Limitations of Jukebox Model
One of the main limitations of Jukebox is its understanding of larger musical structures. For example, a short 20-second clip of the output may sound impressive, but listeners will notice that the typical musical structure of repeating choruses and verses is absent in the final output.
The model is also slow to render. It takes approximately 9 hours to fully render one minute of audio. This limits the number of songs that can be generated and prevents the model from being used in interactive applications.
Lastly, the researchers have noted that the sample dataset is primarily in English and displays primarily Western music conventions. AI researchers can focus future research on generating music in other languages and non-Western music styles.
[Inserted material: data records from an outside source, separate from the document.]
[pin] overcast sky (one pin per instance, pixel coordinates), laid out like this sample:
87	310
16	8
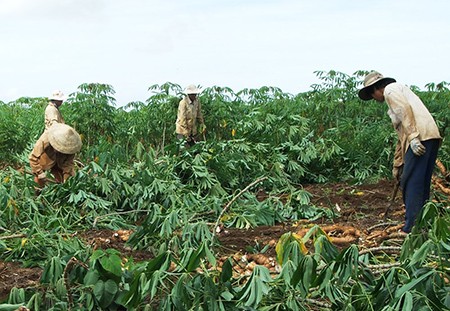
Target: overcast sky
60	44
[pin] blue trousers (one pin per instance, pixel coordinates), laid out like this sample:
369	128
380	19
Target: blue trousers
416	180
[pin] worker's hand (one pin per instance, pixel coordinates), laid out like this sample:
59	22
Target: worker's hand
397	172
416	146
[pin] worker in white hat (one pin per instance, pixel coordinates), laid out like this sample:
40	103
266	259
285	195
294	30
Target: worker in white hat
418	140
189	116
52	113
55	151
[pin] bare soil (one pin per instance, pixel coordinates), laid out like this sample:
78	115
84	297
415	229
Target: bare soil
360	208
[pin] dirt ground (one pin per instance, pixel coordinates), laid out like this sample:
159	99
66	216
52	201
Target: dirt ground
360	209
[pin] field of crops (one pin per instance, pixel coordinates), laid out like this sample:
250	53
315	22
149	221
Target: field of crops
277	208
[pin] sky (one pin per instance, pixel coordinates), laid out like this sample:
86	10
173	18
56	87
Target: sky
47	45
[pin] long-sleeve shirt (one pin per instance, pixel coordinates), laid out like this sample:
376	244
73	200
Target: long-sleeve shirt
52	115
43	157
188	117
409	117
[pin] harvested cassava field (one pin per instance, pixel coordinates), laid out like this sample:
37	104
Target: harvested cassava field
361	208
277	206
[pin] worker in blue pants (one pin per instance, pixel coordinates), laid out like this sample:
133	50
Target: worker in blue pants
418	140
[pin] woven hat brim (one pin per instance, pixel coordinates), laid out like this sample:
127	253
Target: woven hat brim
366	92
64	138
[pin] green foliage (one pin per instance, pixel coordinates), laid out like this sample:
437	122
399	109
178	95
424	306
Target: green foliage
133	174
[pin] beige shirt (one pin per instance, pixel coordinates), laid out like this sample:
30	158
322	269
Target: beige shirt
409	117
189	117
52	115
43	157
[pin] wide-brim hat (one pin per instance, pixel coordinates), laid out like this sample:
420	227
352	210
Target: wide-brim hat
374	77
191	89
57	95
64	138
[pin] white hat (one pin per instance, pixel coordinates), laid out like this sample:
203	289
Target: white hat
192	89
64	138
57	95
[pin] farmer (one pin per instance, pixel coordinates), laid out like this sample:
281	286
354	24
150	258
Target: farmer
418	140
189	116
55	151
52	113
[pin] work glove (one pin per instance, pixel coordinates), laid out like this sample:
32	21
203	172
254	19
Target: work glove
416	146
397	172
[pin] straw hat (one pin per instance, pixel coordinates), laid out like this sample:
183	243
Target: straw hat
191	89
366	92
64	139
57	95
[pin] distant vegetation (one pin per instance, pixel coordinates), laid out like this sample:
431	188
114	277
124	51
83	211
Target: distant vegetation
133	174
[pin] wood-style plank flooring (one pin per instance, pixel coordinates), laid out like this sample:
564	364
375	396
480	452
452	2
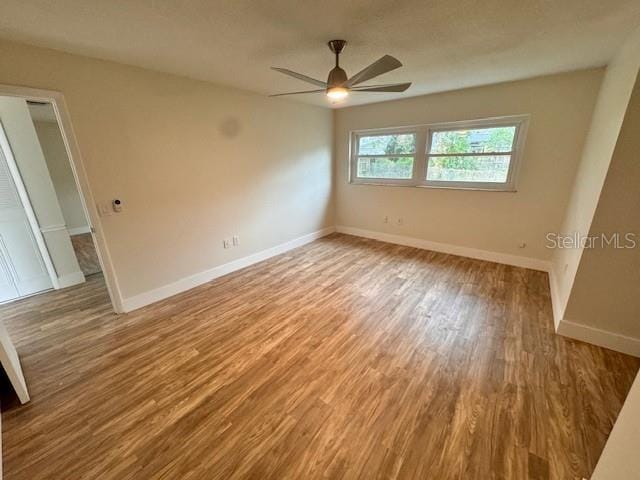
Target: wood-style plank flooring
346	358
86	253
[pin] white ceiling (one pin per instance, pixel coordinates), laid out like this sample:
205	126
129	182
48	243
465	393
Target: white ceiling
42	112
444	44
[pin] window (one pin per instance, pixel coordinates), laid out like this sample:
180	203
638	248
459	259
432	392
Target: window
480	154
386	156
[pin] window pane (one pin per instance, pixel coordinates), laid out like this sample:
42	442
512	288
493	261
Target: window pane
387	144
487	168
385	167
476	140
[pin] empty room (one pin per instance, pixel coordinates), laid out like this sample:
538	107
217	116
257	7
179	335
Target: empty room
320	240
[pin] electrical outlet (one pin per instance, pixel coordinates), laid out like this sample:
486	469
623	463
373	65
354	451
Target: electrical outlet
104	209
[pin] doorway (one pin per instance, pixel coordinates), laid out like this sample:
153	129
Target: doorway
50	236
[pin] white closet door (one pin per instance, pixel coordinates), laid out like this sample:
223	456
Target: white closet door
21	263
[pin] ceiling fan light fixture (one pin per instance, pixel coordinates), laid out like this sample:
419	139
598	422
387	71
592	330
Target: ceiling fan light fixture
337	93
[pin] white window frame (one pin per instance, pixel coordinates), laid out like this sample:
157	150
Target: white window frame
424	134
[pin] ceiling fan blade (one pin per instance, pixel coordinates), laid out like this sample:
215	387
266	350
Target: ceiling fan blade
380	66
392	87
300	76
296	93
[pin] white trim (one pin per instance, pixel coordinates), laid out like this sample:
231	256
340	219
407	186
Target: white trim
421	156
555	297
79	230
79	172
602	338
27	207
497	257
187	283
53	228
71	279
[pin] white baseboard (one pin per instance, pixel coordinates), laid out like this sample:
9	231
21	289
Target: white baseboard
187	283
78	230
71	279
496	257
555	298
602	338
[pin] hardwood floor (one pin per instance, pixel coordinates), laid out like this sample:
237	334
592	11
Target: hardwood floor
346	358
86	253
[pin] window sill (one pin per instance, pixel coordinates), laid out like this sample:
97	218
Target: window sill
438	187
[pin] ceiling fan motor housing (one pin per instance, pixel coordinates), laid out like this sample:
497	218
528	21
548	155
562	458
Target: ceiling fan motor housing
337	77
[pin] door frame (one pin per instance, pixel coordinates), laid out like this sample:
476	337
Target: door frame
14	172
56	99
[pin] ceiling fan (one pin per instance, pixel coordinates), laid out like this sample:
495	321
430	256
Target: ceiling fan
338	85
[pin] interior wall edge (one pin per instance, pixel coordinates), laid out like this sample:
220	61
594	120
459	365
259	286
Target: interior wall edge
497	257
601	338
152	296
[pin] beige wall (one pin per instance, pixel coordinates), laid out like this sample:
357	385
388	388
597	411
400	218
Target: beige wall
620	459
560	107
605	126
193	162
606	285
64	183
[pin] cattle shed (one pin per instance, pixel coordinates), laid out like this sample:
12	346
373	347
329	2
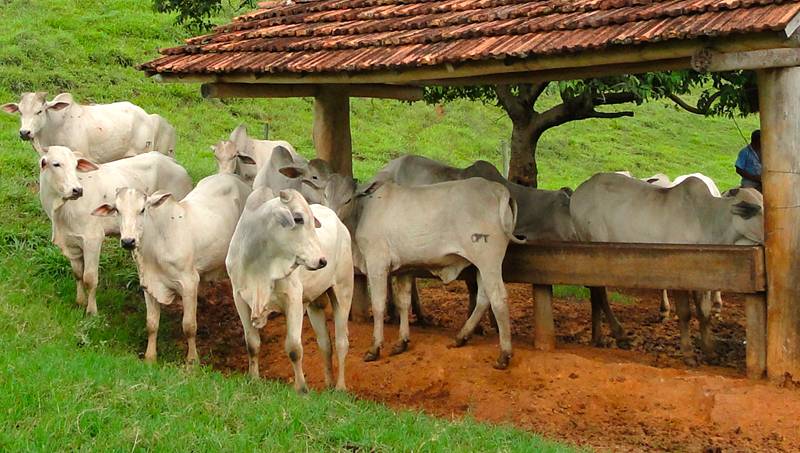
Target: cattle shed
336	49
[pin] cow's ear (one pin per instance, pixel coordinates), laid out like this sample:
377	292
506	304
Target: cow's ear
10	108
291	172
284	217
60	105
745	210
157	199
85	166
246	159
105	210
370	189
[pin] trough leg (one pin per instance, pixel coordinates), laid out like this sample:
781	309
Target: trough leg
153	318
544	332
756	313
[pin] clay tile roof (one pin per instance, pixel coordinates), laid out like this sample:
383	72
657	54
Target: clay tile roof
314	36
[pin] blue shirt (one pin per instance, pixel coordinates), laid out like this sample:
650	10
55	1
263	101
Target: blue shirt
748	161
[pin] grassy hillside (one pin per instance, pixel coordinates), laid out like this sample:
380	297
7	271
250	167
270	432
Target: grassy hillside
69	382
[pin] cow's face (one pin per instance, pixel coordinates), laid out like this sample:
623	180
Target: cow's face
60	167
225	153
294	228
339	194
33	108
748	215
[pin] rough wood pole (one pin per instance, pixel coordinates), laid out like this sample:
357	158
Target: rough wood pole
331	132
544	334
756	315
779	105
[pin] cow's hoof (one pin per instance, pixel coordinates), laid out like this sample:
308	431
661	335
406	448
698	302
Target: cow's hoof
400	347
502	361
459	342
372	355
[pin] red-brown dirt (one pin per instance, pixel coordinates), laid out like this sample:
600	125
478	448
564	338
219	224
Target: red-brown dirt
642	399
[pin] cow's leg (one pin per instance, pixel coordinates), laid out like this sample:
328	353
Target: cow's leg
482	303
251	337
76	262
416	305
702	303
377	292
401	288
91	270
491	284
341	297
316	314
153	318
294	345
664	308
716	306
189	298
683	309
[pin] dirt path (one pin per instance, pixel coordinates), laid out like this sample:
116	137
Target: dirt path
600	397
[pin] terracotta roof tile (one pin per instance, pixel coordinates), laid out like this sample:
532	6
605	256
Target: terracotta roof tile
303	36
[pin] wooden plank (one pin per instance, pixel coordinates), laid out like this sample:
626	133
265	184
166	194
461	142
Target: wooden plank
779	100
544	330
654	266
755	59
331	129
656	54
756	313
272	90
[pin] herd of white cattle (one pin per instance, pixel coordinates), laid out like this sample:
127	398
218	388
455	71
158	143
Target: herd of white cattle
109	170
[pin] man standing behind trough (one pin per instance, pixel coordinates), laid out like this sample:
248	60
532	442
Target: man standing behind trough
748	163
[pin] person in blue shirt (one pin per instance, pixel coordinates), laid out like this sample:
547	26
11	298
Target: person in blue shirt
748	163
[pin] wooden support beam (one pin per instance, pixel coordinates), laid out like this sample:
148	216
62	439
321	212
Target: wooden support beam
712	61
779	105
544	330
755	306
331	129
648	57
274	90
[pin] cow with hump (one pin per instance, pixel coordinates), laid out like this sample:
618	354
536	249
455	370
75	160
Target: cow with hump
177	244
442	228
615	208
101	133
287	256
71	187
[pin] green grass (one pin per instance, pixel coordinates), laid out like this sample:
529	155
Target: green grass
69	383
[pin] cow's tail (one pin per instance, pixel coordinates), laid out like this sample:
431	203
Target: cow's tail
509	227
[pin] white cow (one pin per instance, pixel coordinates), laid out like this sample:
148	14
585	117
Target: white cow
255	154
178	244
101	133
71	187
274	237
614	208
443	228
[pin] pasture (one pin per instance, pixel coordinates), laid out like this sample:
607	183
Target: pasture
70	382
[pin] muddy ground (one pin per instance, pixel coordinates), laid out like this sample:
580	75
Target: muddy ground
642	399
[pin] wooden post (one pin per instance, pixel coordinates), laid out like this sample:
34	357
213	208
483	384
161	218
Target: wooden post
544	334
332	129
756	314
779	105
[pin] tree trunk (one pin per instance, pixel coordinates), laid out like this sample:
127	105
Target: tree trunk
522	169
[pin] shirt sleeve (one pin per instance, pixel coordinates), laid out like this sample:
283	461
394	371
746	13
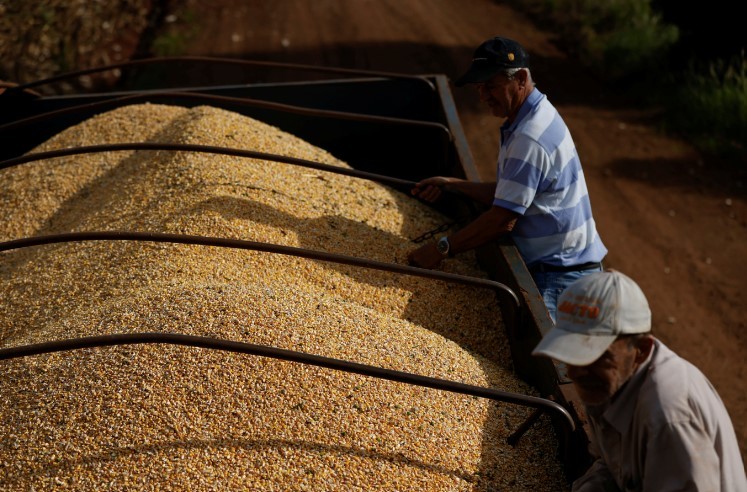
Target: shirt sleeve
521	174
681	457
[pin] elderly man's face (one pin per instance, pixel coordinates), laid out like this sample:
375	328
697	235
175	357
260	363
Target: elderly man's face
503	95
599	381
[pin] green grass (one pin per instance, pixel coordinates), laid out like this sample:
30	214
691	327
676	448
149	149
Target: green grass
709	104
627	43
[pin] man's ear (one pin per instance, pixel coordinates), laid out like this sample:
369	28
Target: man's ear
521	77
644	346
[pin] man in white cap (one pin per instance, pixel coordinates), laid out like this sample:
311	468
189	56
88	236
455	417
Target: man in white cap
657	423
539	196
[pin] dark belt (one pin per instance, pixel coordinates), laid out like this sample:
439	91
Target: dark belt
545	267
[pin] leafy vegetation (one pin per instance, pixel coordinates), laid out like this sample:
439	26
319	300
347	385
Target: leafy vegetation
628	43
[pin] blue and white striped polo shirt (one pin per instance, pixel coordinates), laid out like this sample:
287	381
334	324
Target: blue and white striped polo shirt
540	177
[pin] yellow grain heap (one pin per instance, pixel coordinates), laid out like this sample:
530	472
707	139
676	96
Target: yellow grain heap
162	417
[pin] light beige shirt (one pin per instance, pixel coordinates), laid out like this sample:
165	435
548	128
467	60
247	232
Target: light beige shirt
667	429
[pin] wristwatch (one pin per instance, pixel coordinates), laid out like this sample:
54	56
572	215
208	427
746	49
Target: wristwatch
443	246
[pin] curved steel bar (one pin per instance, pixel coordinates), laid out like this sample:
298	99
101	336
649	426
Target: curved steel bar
258	103
287	355
225	61
160	237
92	149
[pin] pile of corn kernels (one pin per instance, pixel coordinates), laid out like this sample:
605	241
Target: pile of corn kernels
166	417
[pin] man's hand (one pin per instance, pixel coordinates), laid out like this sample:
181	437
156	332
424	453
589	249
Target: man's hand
426	256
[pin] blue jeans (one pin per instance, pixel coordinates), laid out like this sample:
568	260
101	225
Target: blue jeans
551	284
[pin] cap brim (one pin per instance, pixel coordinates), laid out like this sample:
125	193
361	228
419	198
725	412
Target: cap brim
571	348
477	75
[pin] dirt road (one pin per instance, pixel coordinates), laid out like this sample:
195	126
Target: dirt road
672	220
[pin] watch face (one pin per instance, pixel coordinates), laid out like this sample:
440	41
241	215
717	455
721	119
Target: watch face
443	246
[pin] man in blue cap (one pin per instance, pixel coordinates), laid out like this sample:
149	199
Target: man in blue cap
539	197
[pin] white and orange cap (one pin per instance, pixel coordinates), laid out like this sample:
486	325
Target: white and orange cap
592	312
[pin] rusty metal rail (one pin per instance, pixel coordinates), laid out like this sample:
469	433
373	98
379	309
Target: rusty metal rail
92	149
160	237
240	101
224	61
541	404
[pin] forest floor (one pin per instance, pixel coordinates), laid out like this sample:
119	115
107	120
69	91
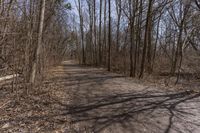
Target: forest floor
80	99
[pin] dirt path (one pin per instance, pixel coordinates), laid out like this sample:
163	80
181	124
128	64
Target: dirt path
85	99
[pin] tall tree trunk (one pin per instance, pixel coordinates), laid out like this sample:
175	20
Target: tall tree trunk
105	32
100	45
82	32
39	43
109	36
147	28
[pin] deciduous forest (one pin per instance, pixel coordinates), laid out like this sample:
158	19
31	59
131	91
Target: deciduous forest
100	66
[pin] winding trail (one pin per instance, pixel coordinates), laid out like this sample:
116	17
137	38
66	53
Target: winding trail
110	103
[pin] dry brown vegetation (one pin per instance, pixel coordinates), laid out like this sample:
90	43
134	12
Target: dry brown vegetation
151	46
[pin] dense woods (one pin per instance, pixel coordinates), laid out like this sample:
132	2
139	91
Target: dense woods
99	66
139	37
33	36
134	37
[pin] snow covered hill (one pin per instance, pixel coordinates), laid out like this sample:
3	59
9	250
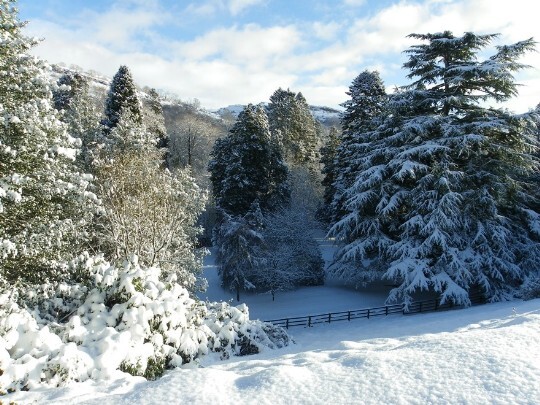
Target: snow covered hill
488	354
325	115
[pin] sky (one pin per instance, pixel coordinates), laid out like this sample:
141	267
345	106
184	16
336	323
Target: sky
224	52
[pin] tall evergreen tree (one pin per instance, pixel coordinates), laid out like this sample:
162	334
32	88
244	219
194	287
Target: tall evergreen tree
330	172
79	112
441	200
368	100
155	122
292	124
122	100
247	167
45	206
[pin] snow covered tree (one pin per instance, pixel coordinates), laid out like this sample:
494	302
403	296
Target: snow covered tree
154	120
329	171
291	254
122	100
78	111
240	249
152	213
246	167
292	124
45	205
441	200
368	100
191	142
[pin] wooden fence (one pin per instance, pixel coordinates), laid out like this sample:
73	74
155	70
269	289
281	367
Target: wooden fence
414	308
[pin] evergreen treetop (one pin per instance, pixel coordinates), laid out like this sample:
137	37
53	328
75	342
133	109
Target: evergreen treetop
442	199
122	100
247	166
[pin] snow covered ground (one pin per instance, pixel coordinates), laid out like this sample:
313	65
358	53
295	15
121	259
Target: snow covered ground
331	297
488	354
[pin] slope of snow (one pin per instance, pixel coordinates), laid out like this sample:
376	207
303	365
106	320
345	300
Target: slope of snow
482	355
334	296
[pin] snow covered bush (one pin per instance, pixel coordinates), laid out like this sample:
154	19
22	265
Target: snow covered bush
121	319
46	203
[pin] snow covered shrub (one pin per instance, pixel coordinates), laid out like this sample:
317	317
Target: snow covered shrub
46	204
122	319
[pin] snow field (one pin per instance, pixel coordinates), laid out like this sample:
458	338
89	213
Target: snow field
488	354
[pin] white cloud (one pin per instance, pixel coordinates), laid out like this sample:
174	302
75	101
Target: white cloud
210	7
246	63
326	31
354	3
237	6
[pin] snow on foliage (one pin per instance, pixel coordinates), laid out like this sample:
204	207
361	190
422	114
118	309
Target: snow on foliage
120	319
46	204
442	197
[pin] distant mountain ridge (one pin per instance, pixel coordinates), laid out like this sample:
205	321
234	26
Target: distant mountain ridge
99	85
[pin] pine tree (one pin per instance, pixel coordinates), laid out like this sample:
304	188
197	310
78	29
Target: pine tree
240	249
247	167
291	256
79	112
122	100
292	124
441	200
368	100
45	206
329	170
155	122
124	126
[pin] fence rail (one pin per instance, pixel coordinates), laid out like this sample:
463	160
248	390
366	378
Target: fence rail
414	308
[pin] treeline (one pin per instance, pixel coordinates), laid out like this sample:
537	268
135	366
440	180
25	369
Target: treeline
98	234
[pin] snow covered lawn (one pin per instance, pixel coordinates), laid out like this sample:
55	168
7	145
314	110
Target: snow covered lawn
481	355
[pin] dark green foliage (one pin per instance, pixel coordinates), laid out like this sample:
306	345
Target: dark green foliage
122	99
441	197
367	103
247	167
292	124
330	172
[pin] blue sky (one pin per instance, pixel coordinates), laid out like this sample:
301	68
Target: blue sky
238	51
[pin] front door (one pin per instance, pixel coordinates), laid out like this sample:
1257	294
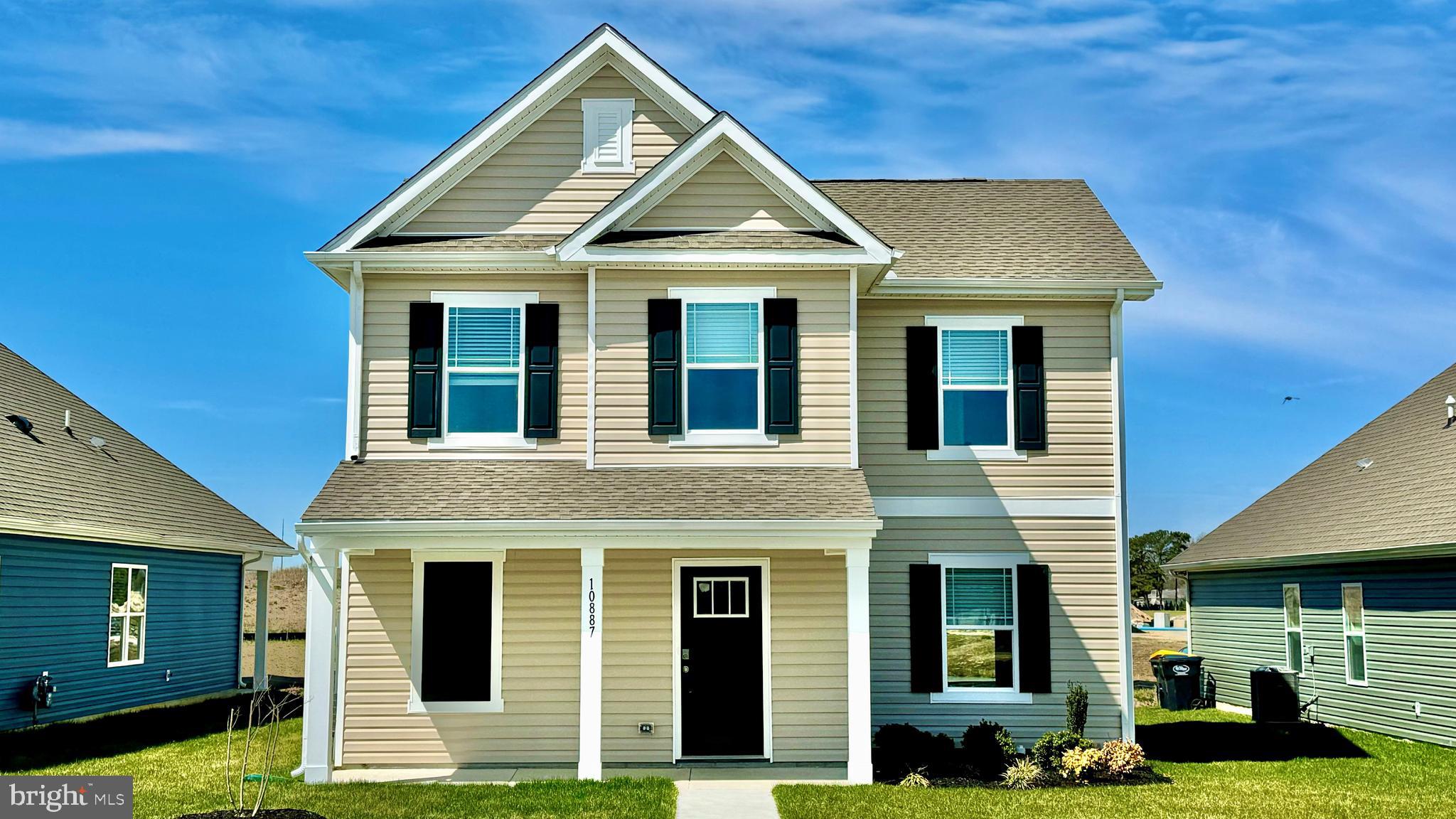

The Jukebox project highlights the growing capability of machine learning models to create an accurate latent representations of complex data such as raw audio. Similar breakthroughs are happening in the text, as seen in projects like GPT-3, and images, as seen in OpenAI’s DALL-E 2.
While the research in this space has been impressive, there are still concerns about intellectual property rights and the impact these models may have on creative industries as a whole. Researchers and creatives should continue to closely collaborate to ensure that these models can continue to improve.
Future generative music models may soon be able to act as a tool for musicians or as an application for creatives who need a custom music for projects.